Before I get into the top ten books I've read this year, I have to mention 2 books which I've only dipped into but which still come with the highest recommendation from me. First, Leiths Vegetable Bible. A dirty little secret is that I became a (flexible) vegetarian this year. This recipe book has made me actually enjoy that transition. While I went over to the dark side on moral grounds, I think this book has made me willing to stay here just on taste grounds too. Hundreds of excellent, honest but not boring, recipes. Even if you're not a veggie you should buy this book. Second, is The Books of the Bible which I've mentioned before. It has made reading lengthy sections of the bible so much more enjoyable.

But without further ado, here are the top ten books I read in 2009:

  1. Martin Luther's Theology: A Contemporary Interpretation (by Oswald Bayer). This book took me almost a year to read. It was so rich I felt I needed a few weeks to absorb each chapter. A truly incredible book, I can't recommend it highly enough. One of Germany's premier Lutheran theologians having a conversation with Luther in order to understand what he has to say to us today.

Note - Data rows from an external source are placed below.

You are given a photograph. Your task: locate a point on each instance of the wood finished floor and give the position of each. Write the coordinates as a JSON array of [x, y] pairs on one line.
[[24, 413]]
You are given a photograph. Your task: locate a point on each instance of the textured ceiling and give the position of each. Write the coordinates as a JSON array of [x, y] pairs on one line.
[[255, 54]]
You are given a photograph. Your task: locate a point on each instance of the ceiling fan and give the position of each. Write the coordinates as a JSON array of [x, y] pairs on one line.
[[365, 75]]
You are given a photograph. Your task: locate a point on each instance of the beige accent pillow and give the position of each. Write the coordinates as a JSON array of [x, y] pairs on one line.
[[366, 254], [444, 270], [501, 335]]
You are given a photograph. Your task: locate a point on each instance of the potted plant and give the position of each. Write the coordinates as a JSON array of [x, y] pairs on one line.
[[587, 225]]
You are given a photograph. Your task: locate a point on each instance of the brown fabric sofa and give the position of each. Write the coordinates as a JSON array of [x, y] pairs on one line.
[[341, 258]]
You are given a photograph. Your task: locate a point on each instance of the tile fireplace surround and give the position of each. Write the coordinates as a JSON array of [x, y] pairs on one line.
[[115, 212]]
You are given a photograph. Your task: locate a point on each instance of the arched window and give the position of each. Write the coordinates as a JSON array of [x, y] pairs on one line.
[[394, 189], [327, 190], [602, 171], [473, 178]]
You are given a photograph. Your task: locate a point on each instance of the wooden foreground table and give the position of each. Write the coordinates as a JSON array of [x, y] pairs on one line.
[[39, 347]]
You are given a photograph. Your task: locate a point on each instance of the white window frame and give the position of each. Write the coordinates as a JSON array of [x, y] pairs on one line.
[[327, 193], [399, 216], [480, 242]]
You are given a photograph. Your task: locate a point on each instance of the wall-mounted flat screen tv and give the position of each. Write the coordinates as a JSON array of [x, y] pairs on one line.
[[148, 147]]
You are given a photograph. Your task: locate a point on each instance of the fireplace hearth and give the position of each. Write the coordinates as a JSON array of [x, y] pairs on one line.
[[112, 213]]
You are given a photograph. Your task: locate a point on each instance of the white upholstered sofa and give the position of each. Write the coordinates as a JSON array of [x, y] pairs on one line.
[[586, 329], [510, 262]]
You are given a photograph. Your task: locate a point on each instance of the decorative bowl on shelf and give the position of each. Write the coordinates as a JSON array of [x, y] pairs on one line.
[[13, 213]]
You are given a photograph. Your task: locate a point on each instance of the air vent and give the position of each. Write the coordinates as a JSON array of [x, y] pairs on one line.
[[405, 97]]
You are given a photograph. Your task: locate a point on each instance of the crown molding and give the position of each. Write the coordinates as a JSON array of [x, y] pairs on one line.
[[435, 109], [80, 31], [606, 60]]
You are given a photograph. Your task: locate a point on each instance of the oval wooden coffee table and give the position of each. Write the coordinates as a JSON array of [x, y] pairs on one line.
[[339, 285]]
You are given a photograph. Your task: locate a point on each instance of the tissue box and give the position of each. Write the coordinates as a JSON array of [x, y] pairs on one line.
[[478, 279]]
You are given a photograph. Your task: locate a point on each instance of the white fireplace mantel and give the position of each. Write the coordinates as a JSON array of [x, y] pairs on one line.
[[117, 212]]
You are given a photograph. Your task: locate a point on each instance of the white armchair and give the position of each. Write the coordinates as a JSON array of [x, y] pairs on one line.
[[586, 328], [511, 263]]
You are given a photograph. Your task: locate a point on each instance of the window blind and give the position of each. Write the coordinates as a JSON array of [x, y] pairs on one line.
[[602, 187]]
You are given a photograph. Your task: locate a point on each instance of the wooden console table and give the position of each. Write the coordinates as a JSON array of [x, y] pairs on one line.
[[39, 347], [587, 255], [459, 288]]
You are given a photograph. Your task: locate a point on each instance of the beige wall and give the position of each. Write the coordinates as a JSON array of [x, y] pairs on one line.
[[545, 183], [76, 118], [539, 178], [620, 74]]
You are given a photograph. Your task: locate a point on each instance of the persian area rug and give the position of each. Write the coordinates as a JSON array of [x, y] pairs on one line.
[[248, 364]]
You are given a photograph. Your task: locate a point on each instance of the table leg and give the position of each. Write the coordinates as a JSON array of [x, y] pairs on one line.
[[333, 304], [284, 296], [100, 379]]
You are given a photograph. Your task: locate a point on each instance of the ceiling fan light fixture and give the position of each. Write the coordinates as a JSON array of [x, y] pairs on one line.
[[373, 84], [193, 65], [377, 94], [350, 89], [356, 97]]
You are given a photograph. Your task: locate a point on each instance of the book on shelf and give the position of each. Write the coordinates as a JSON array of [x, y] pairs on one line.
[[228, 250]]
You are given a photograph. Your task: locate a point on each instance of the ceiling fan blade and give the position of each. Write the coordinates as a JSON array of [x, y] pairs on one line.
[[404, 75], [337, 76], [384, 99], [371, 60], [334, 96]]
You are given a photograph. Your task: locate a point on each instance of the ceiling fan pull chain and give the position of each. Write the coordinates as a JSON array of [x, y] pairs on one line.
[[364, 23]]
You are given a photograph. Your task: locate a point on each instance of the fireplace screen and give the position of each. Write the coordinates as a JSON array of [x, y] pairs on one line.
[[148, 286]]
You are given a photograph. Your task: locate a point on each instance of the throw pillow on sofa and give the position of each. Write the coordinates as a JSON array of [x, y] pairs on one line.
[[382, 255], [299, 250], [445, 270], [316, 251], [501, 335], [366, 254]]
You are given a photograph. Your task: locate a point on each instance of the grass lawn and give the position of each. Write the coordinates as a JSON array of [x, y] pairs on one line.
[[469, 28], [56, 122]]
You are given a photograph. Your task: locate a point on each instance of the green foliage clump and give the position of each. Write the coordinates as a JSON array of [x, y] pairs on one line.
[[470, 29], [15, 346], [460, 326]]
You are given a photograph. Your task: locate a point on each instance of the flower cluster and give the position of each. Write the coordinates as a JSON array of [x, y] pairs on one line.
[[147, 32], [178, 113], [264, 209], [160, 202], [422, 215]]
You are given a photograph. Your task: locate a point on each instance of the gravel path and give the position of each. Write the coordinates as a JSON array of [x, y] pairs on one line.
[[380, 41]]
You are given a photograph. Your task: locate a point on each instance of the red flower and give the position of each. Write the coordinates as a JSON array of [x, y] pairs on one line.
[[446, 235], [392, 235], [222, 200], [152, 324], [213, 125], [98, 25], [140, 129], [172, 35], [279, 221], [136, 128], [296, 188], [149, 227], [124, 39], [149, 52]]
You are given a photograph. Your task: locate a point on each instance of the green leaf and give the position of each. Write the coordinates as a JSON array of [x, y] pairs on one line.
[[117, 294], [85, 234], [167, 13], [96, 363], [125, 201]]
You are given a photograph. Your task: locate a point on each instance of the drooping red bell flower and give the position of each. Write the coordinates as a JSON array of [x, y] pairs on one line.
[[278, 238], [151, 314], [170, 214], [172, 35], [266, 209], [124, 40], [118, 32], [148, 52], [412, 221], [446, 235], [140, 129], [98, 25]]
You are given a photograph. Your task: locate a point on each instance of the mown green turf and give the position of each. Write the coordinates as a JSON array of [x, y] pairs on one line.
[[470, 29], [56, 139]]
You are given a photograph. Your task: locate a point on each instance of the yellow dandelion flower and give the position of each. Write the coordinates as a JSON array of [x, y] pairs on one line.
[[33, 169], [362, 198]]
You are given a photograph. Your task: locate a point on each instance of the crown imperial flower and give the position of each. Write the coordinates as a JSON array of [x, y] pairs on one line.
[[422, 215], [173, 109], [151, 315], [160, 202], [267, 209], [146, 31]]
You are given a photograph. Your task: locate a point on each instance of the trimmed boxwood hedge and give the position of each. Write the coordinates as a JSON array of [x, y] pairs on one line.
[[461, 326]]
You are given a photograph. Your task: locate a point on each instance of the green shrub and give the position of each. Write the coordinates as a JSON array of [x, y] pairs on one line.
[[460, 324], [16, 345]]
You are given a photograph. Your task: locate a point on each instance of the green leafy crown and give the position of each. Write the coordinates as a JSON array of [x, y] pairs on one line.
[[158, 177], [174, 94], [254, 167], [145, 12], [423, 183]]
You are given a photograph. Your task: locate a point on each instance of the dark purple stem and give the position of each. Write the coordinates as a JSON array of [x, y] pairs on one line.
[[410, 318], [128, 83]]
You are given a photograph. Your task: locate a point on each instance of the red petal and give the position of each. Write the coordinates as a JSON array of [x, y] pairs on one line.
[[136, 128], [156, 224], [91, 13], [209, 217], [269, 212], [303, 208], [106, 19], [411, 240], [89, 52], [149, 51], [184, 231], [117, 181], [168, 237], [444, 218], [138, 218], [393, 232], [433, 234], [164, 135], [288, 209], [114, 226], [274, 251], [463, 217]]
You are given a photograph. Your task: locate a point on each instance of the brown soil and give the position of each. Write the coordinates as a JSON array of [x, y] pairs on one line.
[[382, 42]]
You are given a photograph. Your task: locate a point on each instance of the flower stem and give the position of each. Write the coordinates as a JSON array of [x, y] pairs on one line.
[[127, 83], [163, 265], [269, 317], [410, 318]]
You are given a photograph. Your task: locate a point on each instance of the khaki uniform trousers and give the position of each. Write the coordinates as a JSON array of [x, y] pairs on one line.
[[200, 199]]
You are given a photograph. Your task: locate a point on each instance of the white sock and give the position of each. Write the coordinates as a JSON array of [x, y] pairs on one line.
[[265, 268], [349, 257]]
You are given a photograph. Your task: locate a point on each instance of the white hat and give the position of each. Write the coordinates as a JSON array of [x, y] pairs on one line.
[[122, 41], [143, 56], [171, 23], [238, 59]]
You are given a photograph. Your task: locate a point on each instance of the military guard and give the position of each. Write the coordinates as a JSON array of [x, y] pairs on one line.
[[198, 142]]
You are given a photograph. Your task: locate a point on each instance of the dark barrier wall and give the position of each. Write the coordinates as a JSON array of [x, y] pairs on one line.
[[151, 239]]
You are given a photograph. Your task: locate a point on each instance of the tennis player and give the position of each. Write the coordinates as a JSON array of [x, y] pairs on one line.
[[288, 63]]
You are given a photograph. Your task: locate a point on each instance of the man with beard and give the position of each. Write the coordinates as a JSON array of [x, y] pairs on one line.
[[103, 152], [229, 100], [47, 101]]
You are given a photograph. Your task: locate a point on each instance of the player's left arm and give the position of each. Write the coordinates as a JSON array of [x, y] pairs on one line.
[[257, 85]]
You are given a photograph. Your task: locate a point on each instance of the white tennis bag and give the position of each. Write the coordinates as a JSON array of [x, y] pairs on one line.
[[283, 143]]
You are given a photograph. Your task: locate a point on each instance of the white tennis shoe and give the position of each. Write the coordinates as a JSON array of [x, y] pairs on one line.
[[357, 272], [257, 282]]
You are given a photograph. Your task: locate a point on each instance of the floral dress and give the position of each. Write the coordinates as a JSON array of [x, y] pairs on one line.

  2. Loci Communes (1st edition, 1521, by Philip Melanchthon). Luther praised this book more than any other, saying it deserved "not only to be immortalized but even canonized". Written by his sidekick Philip Melanchthon when aged just 23, only 4 years after Luther nailed his 95 theses to the door of the Castle Church. It is a theology shaped around the distinction between 'Law and Gospel'. Short, but packing a punch. It should be much more widely read.
  3. On Being a Theologian of the Cross: Reflections on Luther's Heidelberg Disputation, 1518 (by Gerhard O. Forde). Brings out the powerful, world shaking nature of Luther's message to his fellow Augustinians at Heidelberg early in the Reformation. Will throw you upside down, as you seek to re-evaluate whether you really see things as they are.
  4. Life Father Like Son: The Trinity Imaged in Our Humanity (by Tom Smail). A good brief introduction to the contemporary movement to putting the Trinity back at the heart of our theology. It then asks what implications thinking Trinitarianly would have to our understanding of ourselves as human. Brilliantly provocative.
  5. Out of the Storm: Questions and consolations from the book of Job (by Christopher Ash). A brief exposition of the book of Job. I've read Job many a time, but I don't think I really understood it as good news for sufferers until I read this book. It really opened up God's final speech to me at a time in this year when I really needed to hear it.
  6. When Christ Comes and Comes Again (by TF Torrance). A collection of early evangelistic sermons by Tom Torrance. Beautiful, comforting and thought-provoking. You couldn't assume this level of biblical and theological literacy today (you probably couldn't then!), but he shows us how we can imaginatively present the gospel from a variety of different angles.
  7. Till We Have Faces: A Myth Retold (by CS Lewis). A novel! I have only read two this year, and this is the only one that wasn't explicitly Christian one. I'd read it once before, but reading it again while discussing it with others showed just how deep it goes. I have literally spent hours talking about this book with others in our group that have read it, and I still don't think I've reached the bottom of it.
  8. Miracles (by CS Lewis). Packed full of arguments to take seriously. I particularly liked his argument against David Hume. And his idea of the 'fittingness' of the biblical miracles - and particularly the 'Grand Miracle' of the Resurrection.
  9. Luther: Man Between God and the Devil (by Heiko A. Oberman). Brings out quite how Luther's view of his life and the preaching of the Gospel as apocalyptic struggle against the devil shaped his theology in ways as Moderns we have trouble comprehending.
  10. The Soul of Prayer (by PT Forsyth). This is on the list almost entirely for the final chapter, 'the Insistancy of Prayer', and its explanation of how prayer should include wrestling - that is fighting - against God's will being done (Ooo that's provocatively put, but that's what he says and I think he's right).